(Source: "My Memoirs" by Minnie A.G. Ozanne. Copyright 1948) |
First Methodist Church in Wisconsin Built in Somers
(Source: Racine Journal Times, December 21, 1927)
"The first Methodist Episcopal Church building in the State of Wisconsin was erected in the year 1840 with a congregation made up of the families who had settled in the center of a wilderness that is now the Town of Somers, seven miles northwest of Kenosha.
Positive identification of this little group of pioneers is established with the discovery of some of the early "minutes" of the little congregation of immigrants who decided to go beyond the settlement of Pike Creek, now Kenosha, and go further inland to a little patch in the woods that had been leveled by a forest fire a year before. Many of the interesting facts concerning this discovery are told by Mrs. E.G. Ozanne, of Somers, who is preparing an interesting history of the early days in the settlement of Somers.
While the first building to house a Methodist Episcopal congregation was built in 1840 the formation of the church organization came three years before when a prayer meeting was called in one of the rude log cabin houses constructed in the section by the first family to arrive.
The establishment of the church came immediately after the arrival of the three Kellogg brothers, Chauncey, Seth, and Thaddeus, and their families who had come with ex team and covered wagon from New England in August 1837. In New England the three brothers had been prominently identified with the church, and one of their promises was to form a congregation as soon as they should settle. In six days the brothers had helped construct six log cabins and during that time their group had been joined by twelve more families.
Seth Kellogg, the oldest of the of three brothers, called a prayer meeting for the seventh day and ten persons met in one of the cabins that bright Sunday morning. A Sunday School was formed in which all ten enrolled, and Mrs. Seth Kellogg was named the first superintendent.
The result of this meeting bore its first fruit a month later when the sum of $200 was received as a gift by one of the Kellogg sisters who raised the funds in Sunday School in New York. With this money to furnish such materials as were available by stage from Chicago and Milwaukee, the building was begun. Chauncey Kellogg had been a carpenter in the east and he gave all his spare time to the erection of the church. Austin Kellogg, another member of the original family, had been a blacksmith and he made the nails and braces for the building.
No one who worked on this building during the next two years accepted pay. The timbers were hand hewn out of solid oak. Benches and pews were planed from trees cut down at the edge of the clearing. With all other work that required the attention of these pioneers church workers, the new building proceeded slowly. when completed in the spring of 1840, the congregation had grown to 35 families. At its large dedicatory service there were visitors from miles around.

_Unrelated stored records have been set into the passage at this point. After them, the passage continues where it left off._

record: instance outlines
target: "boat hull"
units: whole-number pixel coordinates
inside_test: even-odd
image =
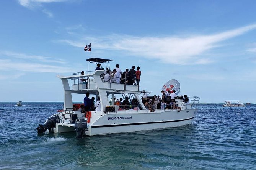
[[[197,112],[197,109],[191,109],[180,112],[109,114],[89,125],[86,134],[93,136],[183,126],[192,123]],[[108,123],[102,123],[101,121]]]

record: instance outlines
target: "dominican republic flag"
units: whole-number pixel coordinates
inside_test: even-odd
[[[91,51],[91,44],[85,47],[85,51]]]

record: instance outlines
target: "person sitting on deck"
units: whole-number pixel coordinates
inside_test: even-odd
[[[98,63],[97,64],[97,67],[95,69],[95,70],[101,70],[101,69],[100,68],[101,64],[100,63]]]
[[[135,73],[135,75],[136,76],[136,81],[137,85],[139,85],[140,81],[140,75],[141,75],[141,71],[140,70],[140,67],[137,67],[137,71]]]
[[[116,72],[116,70],[114,69],[113,70],[114,73],[114,76],[113,79],[111,80],[111,83],[120,83],[120,74]]]
[[[178,104],[176,104],[175,99],[171,99],[171,101],[173,102],[173,109],[178,109],[178,111],[179,112],[180,110],[181,110],[181,108],[179,107],[179,105]]]
[[[166,107],[165,109],[167,110],[171,110],[173,109],[173,105],[170,103],[170,102],[168,101],[166,102]]]
[[[83,71],[81,71],[81,75],[84,75],[85,72]],[[79,84],[87,84],[87,82],[86,82],[87,81],[87,80],[84,79],[83,77],[79,77]]]
[[[186,108],[187,106],[189,104],[189,99],[187,95],[184,95],[184,99],[183,99],[183,102],[185,102],[185,105],[186,106]]]

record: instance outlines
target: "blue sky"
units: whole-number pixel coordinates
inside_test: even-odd
[[[63,101],[56,75],[87,70],[91,55],[114,60],[112,69],[139,66],[141,89],[152,96],[174,79],[180,95],[201,103],[256,103],[255,7],[255,0],[1,1],[0,101]]]

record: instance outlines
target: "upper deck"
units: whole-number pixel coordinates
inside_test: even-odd
[[[84,94],[89,91],[96,93],[99,89],[101,91],[106,91],[115,93],[132,93],[140,94],[139,86],[128,85],[116,83],[105,82],[104,81],[103,70],[96,70],[85,72],[81,75],[81,73],[73,73],[69,76],[61,76],[57,75],[64,83],[64,87],[65,91],[69,91],[72,93]],[[86,83],[79,83],[79,79],[83,78],[87,80]],[[70,85],[68,80],[71,83]],[[71,86],[70,86],[71,85]]]

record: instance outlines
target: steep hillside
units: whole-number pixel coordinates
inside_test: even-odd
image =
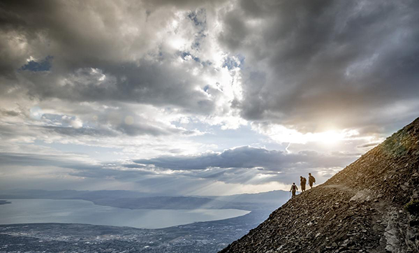
[[[419,252],[419,118],[221,252]]]

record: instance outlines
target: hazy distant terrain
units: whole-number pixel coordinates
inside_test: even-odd
[[[0,198],[82,199],[96,205],[130,209],[244,209],[278,207],[289,198],[284,191],[226,196],[161,196],[131,191],[43,191],[16,189],[0,194]]]
[[[132,209],[235,208],[251,212],[235,218],[159,229],[52,223],[0,225],[0,252],[216,252],[257,226],[288,197],[289,193],[284,191],[199,197],[129,191],[13,190],[2,193],[0,198],[83,199]]]

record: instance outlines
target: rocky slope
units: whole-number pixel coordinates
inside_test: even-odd
[[[221,252],[419,252],[419,118]]]

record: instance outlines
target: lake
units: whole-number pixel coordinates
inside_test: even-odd
[[[250,212],[237,209],[130,210],[96,205],[82,200],[8,201],[12,203],[0,205],[0,224],[54,222],[161,229],[233,218]]]

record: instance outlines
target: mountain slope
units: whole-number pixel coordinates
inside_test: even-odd
[[[419,118],[221,252],[419,252]]]

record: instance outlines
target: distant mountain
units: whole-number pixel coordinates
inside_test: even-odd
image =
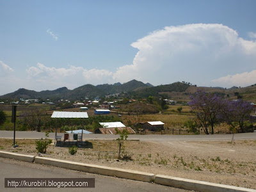
[[[86,97],[94,98],[97,96],[102,97],[104,96],[106,94],[105,92],[98,87],[90,84],[87,84],[70,91],[67,95],[67,98],[73,100],[84,99]]]
[[[97,96],[102,97],[106,95],[127,92],[135,90],[136,89],[143,89],[147,88],[148,85],[141,81],[132,80],[127,83],[121,84],[120,83],[114,84],[99,84],[93,86],[92,84],[84,84],[69,90],[67,87],[63,87],[55,90],[45,90],[42,92],[35,92],[20,88],[18,90],[0,96],[1,99],[72,99],[77,100],[84,99],[85,97],[93,98]]]
[[[143,90],[138,90],[137,92],[131,92],[129,93],[134,97],[145,98],[148,97],[148,96],[159,95],[159,93],[163,92],[184,92],[189,86],[190,85],[188,84],[176,82],[169,84],[161,84],[152,87],[148,87]]]
[[[149,87],[154,86],[154,85],[152,85],[152,84],[151,84],[150,83],[147,83],[146,84],[147,84],[148,86],[149,86]]]
[[[38,92],[20,88],[13,93],[0,96],[0,99],[23,98],[24,99],[80,100],[86,97],[93,99],[97,96],[104,97],[110,94],[124,93],[125,97],[134,98],[147,98],[148,96],[159,96],[164,94],[172,99],[189,100],[189,95],[193,94],[198,89],[220,93],[230,100],[237,99],[235,93],[236,94],[238,93],[240,97],[243,97],[243,99],[256,102],[256,84],[244,88],[234,86],[226,90],[221,87],[197,87],[184,82],[153,86],[150,83],[145,84],[136,80],[132,80],[124,84],[116,83],[114,84],[104,84],[97,86],[84,84],[73,90],[68,90],[67,87],[62,87],[55,90],[44,90]]]
[[[152,85],[151,85],[152,86]],[[121,84],[120,83],[115,83],[114,84],[103,84],[96,86],[99,89],[106,93],[108,95],[127,92],[138,89],[143,89],[148,87],[149,86],[141,81],[137,80],[132,80],[127,83]]]

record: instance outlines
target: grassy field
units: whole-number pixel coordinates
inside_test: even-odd
[[[191,113],[191,108],[188,106],[180,106],[180,105],[175,105],[168,106],[169,108],[167,110],[165,110],[163,112],[163,114],[167,115],[179,115],[179,112],[178,111],[177,109],[179,108],[182,108],[181,110],[180,115],[189,115]]]

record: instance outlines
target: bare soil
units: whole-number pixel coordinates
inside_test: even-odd
[[[0,150],[38,155],[35,141],[0,139]],[[116,141],[87,141],[72,156],[68,147],[49,146],[44,157],[256,189],[256,140],[143,142],[125,141],[118,160]]]

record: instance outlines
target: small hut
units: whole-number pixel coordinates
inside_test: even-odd
[[[141,124],[141,127],[143,130],[156,131],[157,130],[163,130],[164,124],[161,121],[147,122]]]

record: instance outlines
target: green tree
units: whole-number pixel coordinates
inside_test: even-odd
[[[179,108],[177,109],[177,110],[179,111],[179,113],[180,115],[181,111],[182,110],[182,107],[179,107]]]
[[[45,139],[36,141],[36,149],[38,153],[45,154],[48,145],[52,143],[52,140],[48,139],[49,132],[45,132]]]
[[[124,147],[124,140],[126,140],[126,139],[128,138],[128,131],[126,130],[126,129],[124,129],[122,131],[119,131],[117,128],[115,129],[115,131],[116,131],[116,134],[119,134],[120,136],[116,139],[116,141],[118,143],[118,147],[119,147],[119,152],[118,152],[118,159],[121,159],[121,149],[122,147],[123,146],[123,148]]]

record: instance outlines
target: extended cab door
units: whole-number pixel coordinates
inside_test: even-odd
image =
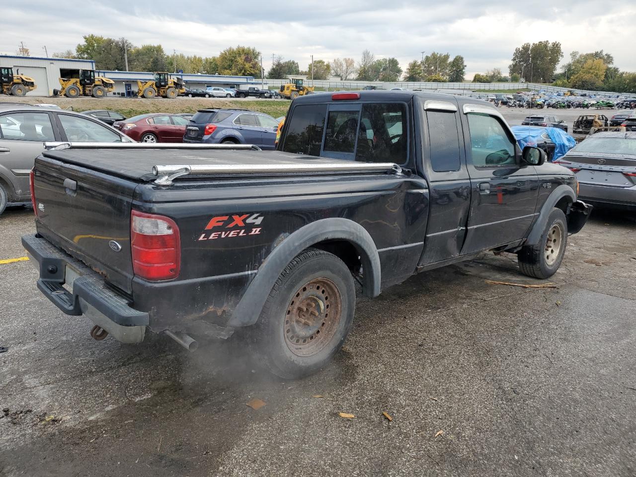
[[[501,114],[464,104],[462,114],[471,207],[462,254],[520,240],[532,223],[539,192],[534,166],[521,151]]]
[[[429,220],[418,266],[459,256],[466,237],[471,179],[457,104],[427,100],[422,116],[422,171],[429,184]]]

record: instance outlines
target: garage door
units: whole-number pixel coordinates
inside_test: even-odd
[[[28,96],[48,96],[48,82],[46,81],[46,69],[36,66],[13,66],[13,73],[20,70],[20,74],[31,76],[36,82],[36,88],[27,93]]]

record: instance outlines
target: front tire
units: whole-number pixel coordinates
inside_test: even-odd
[[[539,243],[524,245],[517,254],[519,270],[529,277],[550,278],[560,266],[567,245],[567,219],[563,211],[555,207]]]
[[[285,268],[249,330],[259,363],[284,379],[316,372],[342,347],[353,322],[356,288],[335,255],[309,249]]]

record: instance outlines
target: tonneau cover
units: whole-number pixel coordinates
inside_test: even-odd
[[[135,181],[150,182],[154,165],[189,164],[338,164],[343,160],[302,156],[279,151],[184,149],[62,149],[45,151],[42,155],[67,163],[114,174]],[[348,161],[347,161],[348,162]]]

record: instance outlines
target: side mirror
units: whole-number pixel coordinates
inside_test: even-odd
[[[529,165],[541,165],[546,162],[546,157],[543,149],[532,146],[526,146],[522,153],[522,159]]]

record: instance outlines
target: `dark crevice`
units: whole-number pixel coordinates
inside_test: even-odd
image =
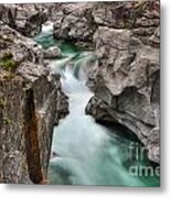
[[[24,114],[24,135],[26,163],[30,179],[34,184],[40,184],[43,180],[43,174],[40,160],[40,147],[38,136],[38,120],[34,107],[34,94],[32,89],[25,91],[25,103],[23,109]]]

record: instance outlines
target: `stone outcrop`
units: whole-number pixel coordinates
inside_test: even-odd
[[[159,1],[63,3],[54,36],[95,50],[86,112],[130,129],[159,163]]]
[[[42,184],[53,125],[67,114],[60,76],[31,38],[0,30],[0,183]]]
[[[110,8],[105,8],[109,14]],[[159,2],[122,2],[111,8],[115,18],[105,18],[105,8],[94,12],[100,23],[93,36],[98,61],[89,73],[87,85],[95,96],[86,112],[130,129],[145,144],[149,160],[159,163]],[[119,9],[127,14],[116,19]]]
[[[25,36],[34,36],[41,32],[42,24],[49,19],[50,6],[0,4],[0,20]]]
[[[47,59],[62,57],[62,52],[61,52],[60,47],[52,46],[46,50],[43,50],[43,57],[47,58]]]

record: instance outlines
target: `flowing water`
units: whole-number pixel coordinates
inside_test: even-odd
[[[54,128],[50,183],[159,186],[159,177],[154,173],[158,166],[150,163],[146,155],[141,160],[136,158],[142,145],[131,133],[125,128],[100,125],[85,114],[93,92],[85,86],[84,68],[95,61],[95,56],[64,41],[55,41],[52,25],[44,26],[35,41],[45,48],[53,45],[62,48],[64,57],[53,61],[51,66],[61,74],[62,89],[70,100],[70,114]]]

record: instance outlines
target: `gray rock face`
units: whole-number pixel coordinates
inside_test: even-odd
[[[44,183],[53,125],[68,112],[60,76],[51,74],[42,56],[32,40],[1,26],[1,183]]]
[[[40,33],[49,15],[49,7],[34,3],[1,4],[0,10],[0,20],[25,36]]]
[[[43,51],[43,57],[47,59],[62,57],[62,52],[57,46],[52,46]]]
[[[133,12],[135,6],[129,6]],[[120,20],[111,24],[110,16],[105,21],[100,10],[95,19],[103,26],[93,37],[98,64],[87,82],[95,96],[86,112],[130,129],[145,144],[149,160],[159,163],[159,3],[145,2],[131,29]]]
[[[54,36],[78,42],[92,42],[96,24],[92,18],[94,3],[63,3],[54,24]]]

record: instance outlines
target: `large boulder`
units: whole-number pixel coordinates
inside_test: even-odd
[[[62,57],[62,52],[58,46],[51,46],[46,50],[43,50],[43,57],[47,59]]]
[[[128,3],[113,9],[127,8]],[[122,18],[113,24],[113,20],[104,23],[103,14],[96,14],[95,21],[100,25],[93,43],[98,63],[87,81],[95,96],[86,112],[98,121],[130,129],[145,144],[149,160],[159,163],[159,2],[140,2],[138,11],[135,11],[138,2],[129,7],[129,13],[138,13],[131,26],[128,25],[129,13],[125,25],[121,25]]]
[[[0,183],[42,184],[53,125],[67,114],[60,76],[32,40],[7,25],[0,32]]]
[[[49,19],[49,7],[35,3],[1,4],[0,11],[0,21],[25,36],[39,34]]]

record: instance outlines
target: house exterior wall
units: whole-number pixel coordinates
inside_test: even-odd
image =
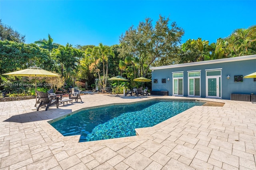
[[[221,69],[221,98],[230,99],[230,94],[256,94],[256,81],[253,78],[243,79],[243,82],[234,82],[235,75],[243,77],[256,72],[256,57],[253,59],[230,61],[224,63],[196,65],[160,69],[154,69],[152,72],[152,90],[168,91],[169,95],[173,95],[173,72],[183,71],[183,96],[188,96],[188,71],[201,70],[201,97],[206,97],[206,69]],[[177,65],[178,66],[179,65]],[[157,68],[157,67],[155,67]],[[229,75],[230,78],[226,77]],[[170,80],[168,81],[167,79]],[[166,79],[166,83],[162,83],[162,79]],[[158,83],[154,83],[154,79],[157,79]]]

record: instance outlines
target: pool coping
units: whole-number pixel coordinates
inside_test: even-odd
[[[61,120],[62,119],[64,119],[66,117],[67,117],[67,116],[69,116],[71,115],[73,115],[77,113],[82,111],[84,110],[90,109],[93,109],[96,108],[98,108],[100,107],[106,107],[109,106],[112,106],[112,105],[130,105],[133,104],[135,103],[143,103],[143,102],[146,102],[148,101],[161,101],[161,100],[168,100],[168,101],[199,101],[199,102],[206,102],[206,103],[207,103],[209,101],[207,101],[207,100],[201,100],[199,99],[166,99],[166,98],[154,98],[154,99],[148,99],[145,100],[143,101],[139,101],[131,103],[114,103],[112,104],[109,104],[106,105],[100,105],[98,106],[93,106],[88,107],[85,107],[83,108],[80,109],[78,110],[75,111],[71,113],[68,113],[66,115],[61,116],[57,118],[55,118],[48,121],[47,121],[47,122],[48,124],[48,125],[49,126],[47,126],[47,128],[50,128],[51,129],[50,131],[50,133],[48,134],[47,134],[53,140],[56,141],[56,135],[58,136],[59,138],[64,138],[65,139],[65,140],[70,141],[70,142],[72,141],[70,143],[68,142],[68,144],[65,144],[64,147],[63,149],[64,150],[69,150],[71,149],[74,149],[74,148],[79,148],[80,147],[84,148],[84,147],[90,147],[93,146],[102,146],[102,145],[110,145],[112,144],[118,144],[120,143],[123,142],[132,142],[138,140],[148,140],[148,139],[152,139],[154,138],[151,136],[152,132],[154,132],[159,130],[161,128],[165,127],[167,125],[170,124],[172,122],[173,122],[174,121],[177,120],[178,118],[182,117],[184,115],[185,115],[186,114],[187,111],[189,111],[190,109],[194,108],[195,107],[203,107],[203,105],[201,106],[194,106],[186,111],[181,112],[178,115],[176,115],[164,121],[163,121],[159,123],[158,123],[157,125],[156,125],[152,127],[146,127],[144,128],[136,128],[134,129],[136,133],[136,136],[126,136],[126,137],[122,137],[118,138],[114,138],[111,139],[104,139],[101,140],[94,140],[91,141],[85,141],[85,142],[80,142],[79,140],[80,138],[80,135],[72,135],[72,136],[63,136],[60,132],[58,131],[56,129],[55,129],[53,127],[52,127],[50,123],[52,123],[55,122],[57,121],[58,121],[59,120]],[[222,103],[222,102],[214,102],[214,103]],[[214,106],[214,107],[215,107]],[[56,134],[56,133],[52,133],[52,131],[54,131],[54,132],[57,133],[58,134]],[[51,136],[52,136],[52,138],[51,138]],[[73,142],[76,143],[76,144],[77,144],[75,147],[74,148],[74,146],[71,146],[70,144],[71,143],[73,143]]]

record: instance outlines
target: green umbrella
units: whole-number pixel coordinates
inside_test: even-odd
[[[136,78],[136,79],[134,79],[133,81],[142,82],[141,87],[142,87],[142,83],[143,83],[143,82],[149,82],[150,81],[151,81],[151,80],[150,80],[150,79],[147,79],[146,78],[145,78],[143,77]]]
[[[117,75],[116,77],[114,77],[110,78],[108,80],[117,80],[118,81],[118,86],[119,86],[119,81],[128,81],[129,80],[125,78],[124,78],[122,76],[120,76],[120,75]]]

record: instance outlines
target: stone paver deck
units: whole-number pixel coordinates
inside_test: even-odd
[[[196,106],[138,136],[78,143],[47,121],[84,107],[171,96],[81,96],[73,103],[34,111],[35,100],[0,103],[1,170],[256,170],[256,104]]]

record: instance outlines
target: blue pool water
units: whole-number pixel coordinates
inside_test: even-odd
[[[203,102],[154,101],[81,111],[51,124],[63,136],[81,134],[79,142],[136,135],[135,128],[150,127]]]

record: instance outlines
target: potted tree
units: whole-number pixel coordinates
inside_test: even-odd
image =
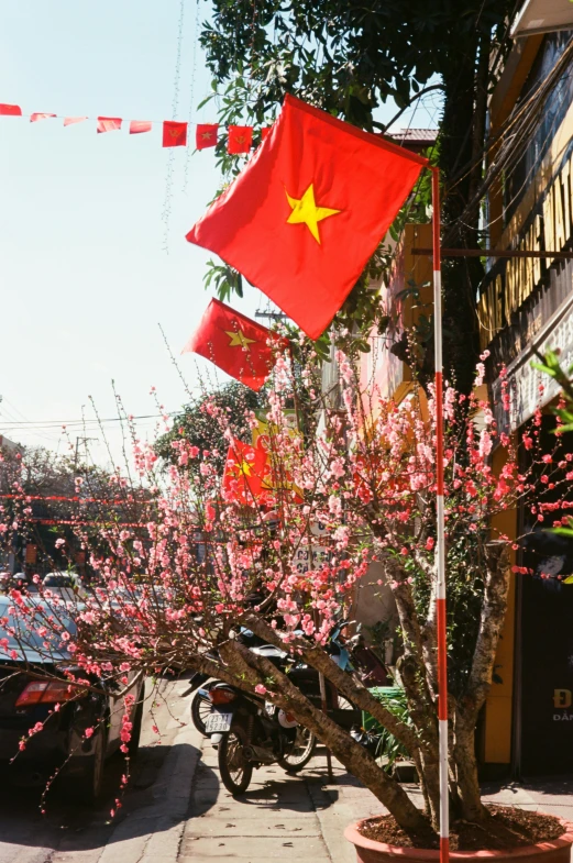
[[[265,695],[310,729],[386,808],[378,821],[346,831],[359,859],[429,860],[438,853],[440,805],[433,394],[430,388],[426,398],[419,390],[397,405],[360,392],[352,363],[342,354],[338,363],[340,398],[333,402],[320,395],[312,356],[296,376],[287,361],[278,362],[265,428],[245,409],[247,424],[260,432],[254,446],[233,436],[229,411],[208,395],[196,406],[208,420],[202,445],[191,443],[176,421],[167,466],[133,432],[135,471],[147,489],[145,517],[135,525],[109,516],[89,527],[78,520],[76,531],[99,586],[78,612],[77,637],[68,648],[77,666],[91,674],[121,681],[128,670],[144,675],[192,667]],[[287,416],[293,403],[298,431]],[[563,482],[565,493],[568,463],[560,457],[559,438],[555,453],[539,452],[538,418],[526,439],[530,466],[522,467],[487,403],[447,387],[444,413],[453,848],[464,858],[499,852],[564,859],[573,842],[568,825],[484,805],[475,728],[492,685],[511,568],[513,541],[493,531],[492,518],[528,496],[542,513],[535,465],[543,460],[551,484]],[[110,496],[112,490],[133,497],[119,474],[110,478]],[[276,518],[268,519],[268,511]],[[22,496],[19,530],[25,520]],[[14,523],[12,512],[3,525],[5,542]],[[396,601],[397,668],[409,722],[329,654],[333,622],[352,615],[373,562],[382,566],[381,582]],[[30,622],[25,601],[15,604],[14,613]],[[51,626],[49,615],[44,617],[44,626]],[[250,651],[236,638],[240,627],[307,663],[332,690],[388,729],[416,766],[421,805],[287,674]],[[124,733],[129,740],[129,728]]]

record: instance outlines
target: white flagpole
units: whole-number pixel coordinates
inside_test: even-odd
[[[433,341],[436,358],[436,577],[438,617],[438,727],[440,745],[440,863],[450,859],[448,781],[448,641],[445,628],[445,542],[443,512],[442,272],[440,256],[440,172],[432,168]]]

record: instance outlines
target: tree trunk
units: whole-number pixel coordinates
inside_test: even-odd
[[[475,128],[474,99],[476,57],[475,38],[464,41],[464,51],[448,57],[442,71],[444,85],[444,109],[440,129],[440,168],[444,181],[442,217],[448,245],[455,248],[477,247],[477,215],[470,222],[460,215],[469,201],[473,184],[473,172],[462,170],[472,164],[473,130]],[[471,392],[475,377],[475,364],[480,354],[475,289],[483,275],[480,258],[445,258],[443,262],[443,327],[444,369],[452,373],[456,388]]]
[[[294,713],[305,728],[312,731],[346,770],[378,798],[400,827],[414,831],[428,827],[423,814],[412,804],[401,785],[390,778],[376,764],[372,755],[352,740],[348,731],[318,710],[289,681],[288,675],[283,674],[272,662],[253,654],[239,642],[230,642],[224,649],[225,656],[231,662],[232,652],[236,652],[243,663],[256,668],[265,679],[266,686],[272,686],[272,691],[268,693],[269,700]],[[273,681],[273,684],[268,681]]]

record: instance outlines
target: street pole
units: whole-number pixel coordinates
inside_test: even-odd
[[[448,641],[445,629],[445,538],[443,511],[442,273],[440,258],[440,172],[432,172],[433,341],[436,362],[436,611],[438,637],[438,729],[440,757],[440,863],[450,859],[448,781]]]

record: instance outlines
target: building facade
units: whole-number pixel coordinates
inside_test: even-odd
[[[564,366],[573,365],[573,259],[542,256],[573,248],[573,5],[530,0],[514,31],[514,48],[489,102],[489,140],[507,137],[520,111],[530,112],[530,130],[489,188],[484,228],[489,248],[529,254],[491,257],[476,301],[498,425],[519,443],[541,409],[537,428],[549,453],[559,387],[532,361],[552,348]],[[489,151],[489,164],[498,146]],[[500,397],[503,378],[509,410]],[[560,450],[573,453],[573,442],[563,438]],[[526,463],[525,447],[521,457]],[[552,518],[562,515],[566,510]],[[503,513],[492,527],[515,538],[513,563],[530,574],[513,578],[481,759],[515,776],[571,772],[573,586],[564,579],[573,573],[573,541],[550,533],[525,507]]]

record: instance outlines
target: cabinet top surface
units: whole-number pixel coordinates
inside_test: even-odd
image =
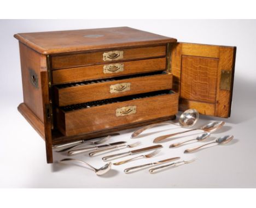
[[[173,38],[127,27],[18,33],[14,37],[44,54],[177,41]]]

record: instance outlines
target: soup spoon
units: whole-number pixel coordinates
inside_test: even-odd
[[[154,143],[158,143],[159,142],[161,141],[162,140],[165,139],[167,138],[170,138],[170,137],[173,137],[178,134],[181,134],[183,133],[189,132],[190,131],[195,131],[195,130],[203,130],[205,132],[213,132],[218,130],[219,129],[221,128],[224,124],[225,124],[225,122],[224,121],[212,122],[212,123],[210,123],[210,124],[206,124],[206,125],[203,126],[203,127],[201,128],[193,129],[190,129],[189,130],[182,131],[180,132],[171,133],[170,134],[161,136],[160,137],[156,137],[155,139],[154,139],[153,142]]]
[[[95,173],[96,174],[96,175],[101,175],[104,174],[105,173],[106,173],[107,172],[109,171],[111,169],[111,166],[112,164],[112,163],[110,162],[109,162],[109,163],[106,164],[105,165],[102,166],[101,168],[97,169],[97,168],[95,168],[95,167],[91,166],[90,164],[88,164],[88,163],[86,163],[85,162],[84,162],[84,161],[80,161],[80,160],[78,160],[72,159],[72,158],[65,158],[62,159],[61,161],[60,161],[60,162],[64,162],[64,161],[75,161],[75,162],[78,162],[83,163],[83,164],[86,164],[86,166],[88,166],[90,168],[91,168],[91,169],[94,170],[95,172]]]
[[[187,149],[187,150],[185,150],[184,153],[191,152],[193,152],[194,151],[198,150],[199,148],[201,148],[202,146],[206,146],[206,145],[208,145],[208,144],[213,144],[213,143],[217,143],[218,144],[226,144],[228,142],[230,142],[232,139],[233,139],[233,138],[234,138],[234,136],[232,136],[232,135],[224,136],[223,137],[218,138],[215,141],[213,141],[213,142],[209,142],[208,143],[203,144],[203,145],[201,145],[201,146]]]
[[[205,132],[202,133],[201,135],[199,135],[197,137],[196,137],[195,139],[189,139],[185,142],[179,142],[178,143],[174,143],[172,144],[171,144],[169,146],[169,148],[174,148],[176,146],[181,146],[181,145],[187,143],[187,142],[190,142],[190,141],[193,141],[194,140],[197,140],[197,142],[202,142],[206,140],[207,138],[209,138],[210,136],[211,136],[211,133],[210,132]]]
[[[179,117],[179,123],[182,127],[191,127],[195,124],[199,118],[199,113],[195,109],[189,109],[184,111]],[[165,124],[174,124],[170,123],[160,123],[153,124],[135,131],[131,136],[131,138],[134,138],[140,134],[143,131],[152,127],[165,125]]]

The first regularly ordained minister who served the church, as available records show, was the Rev. Julius Field, who had married one of the Kellogg daughters. He assisted in the building of the church and officiated at the consecration of the building. Later he became Pastor of the First Methodist Church in Racine in 1845. Ebenezer Washburn came to the village in 1843 to make his home with his daughter, Electa Washburn Kellogg, wife of Seth Kellogg. He, known as "Father Washburn" was one of the early pastors. He built a home for himself at the point that has since been known as Kellogg's Corners in the Town of Somers and lived there until 1850 when he moved to Racine. He died in 1857. Among the early ministers there were Rev. James Ozanne, Father Washburn, John Collett and Joshua Collier.
Among the ordained pastors were: Delos Hale, George Parsons, A.J. Benjamin, E.L. Eaton, William Rollins, E.D. Kohlsted, M.L. Norris, and A.M. Sanford. Rev. P.J. Lawson in 1910 was the last to occupy the pulpit.
Among the Sunday School superintendent were: Mrs. Seth Kellogg, and Amon T. Gould, who operated a blacksmith shop at Kellogg's Corners for many years, and who held the superintendency of the Sunday School over a long period.
In 1860 a Sunday School festival was held with 300 present, most of them children of that original group of pioneers who founded the First Methodist Church in Wisconsin.
In 1916 the building was sold, taken down, and used in the building of a barn on a nearby farm. The original lumber and timbers were found to be in an almost perfect state of preservation.
The day commemorating the 104th anniversary of that first prayer and Sunday School, following the arrival of these Kellogg brothers and their families, to that little patch in the woods that later became known as Kellogg's Corners, some sixty of their descendants met in reunion on the site of this first church. A beautiful feature of this reunion was the dedicatory service of a large boulder that was one of the original corner-stones of the church foundation. The unveiling was by two boys, Donald Mann, of Los Angeles, California, and James Beall, of Chicago, both descendants of the Kellogg's. This boulder is beautifully engraved, and permanently set - a grand tribute to those early pioneers who came."